Muriel’s eyes widen with surprise. “That’s right. They’d give a parcel to you, and you had five years to build a dwelling and cultivate a certain portion before the land was yours, free and clear. A man came up here sometime in the ’60s, in the spring to settle with his wife and two young boys. He was from Montana, too. He staked his claim, paid his entry fees, and away he went, thinkin’ he’d made off like a bank robber, ready to show everyone how it’s done.
“He built houses down there, so he assumed he’d be fine. I remember my parents talkin’ about what an obnoxious fool he was. Didn’t have the first clue about survivin’ up here, though, of what it’s like to be part of a community. Well”—she peers over her shoulder as she walks to give me a knowing look—“one boy was gone before Christmas. Caught somethin’ that he couldn’t shake, livin’ in this drafty, cold place, half-starved. The wife went out in a blizzard a month later and didn’t make it home. Took days to find her body. The man up and left with his remainin’ son before the snow melted. Didn’t last a year.”

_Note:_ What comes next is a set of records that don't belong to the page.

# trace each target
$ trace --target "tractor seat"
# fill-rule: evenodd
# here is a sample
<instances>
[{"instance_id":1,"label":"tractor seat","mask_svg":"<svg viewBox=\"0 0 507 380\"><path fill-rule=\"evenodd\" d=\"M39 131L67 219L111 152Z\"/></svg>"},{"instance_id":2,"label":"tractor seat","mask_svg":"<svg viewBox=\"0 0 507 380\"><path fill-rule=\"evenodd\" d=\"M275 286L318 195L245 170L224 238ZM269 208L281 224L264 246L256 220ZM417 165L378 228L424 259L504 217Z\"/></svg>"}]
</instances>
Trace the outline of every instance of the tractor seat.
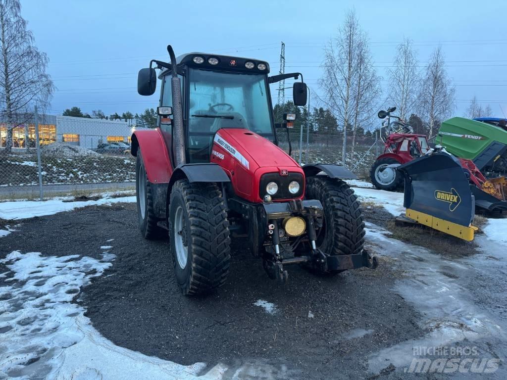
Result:
<instances>
[{"instance_id":1,"label":"tractor seat","mask_svg":"<svg viewBox=\"0 0 507 380\"><path fill-rule=\"evenodd\" d=\"M248 125L244 117L239 112L216 112L217 115L223 116L233 116L234 119L215 119L211 126L211 131L216 132L220 128L245 128L248 129Z\"/></svg>"}]
</instances>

My jaw hangs open as I regard the tiny cabin before me, equal parts amazed and horrified by its dark history. What is it with the McGivney family telling me these terrible stories?
“Might have gone a completely different way, had they been willin’ to help, and be helped. They didn’t even know how to keep a proper root cellar so their vegetables wouldn’t rot!” She shakes her head. “Eventually, the Beakers showed up with money to spend. It was the ’70s and this area was startin’ to grow, with the Parks Highway finished and talk of movin’ the state capital to the area from Juneau. The government was sellin’ land, so the Beakers bought up a bunch and made somethin’ of it by settling over on the other side of this lake, building the log house where you live. They put in a good decade here before deciding they were ready for something a little easier, so they sold to Phil and Colette, who really made somethin’ of it.”
She caps off her story with a prideful smile, that grin that transforms her face and softens her harsh tone. “Now it’s your turn to leave your mark.”
Things have changed, I want to tell her. Even in Alaska. We’re not trying to settle the land. I certainly have no intention of living off it. But this little trip has helped me begin to understand Muriel. Her family not only survived but thrived in what that documentary I watched described as the harshest of conditions—poor soil and short summers that challenged crops, wild animals that threatened livestock, the blistering cold, long winters, the endless assault of mosquitos deep in the thicket, the grueling daily labor required. It’s in her DNA. She’s proud of her heritage, of what her family has accomplished.
She sees only one right way to live in Alaska.
Leading me around the corner to where the roof hangs over a single wooden door, Muriel points to the glimpse of water beyond the trees. “That’s your lake. You’re over on the other side.”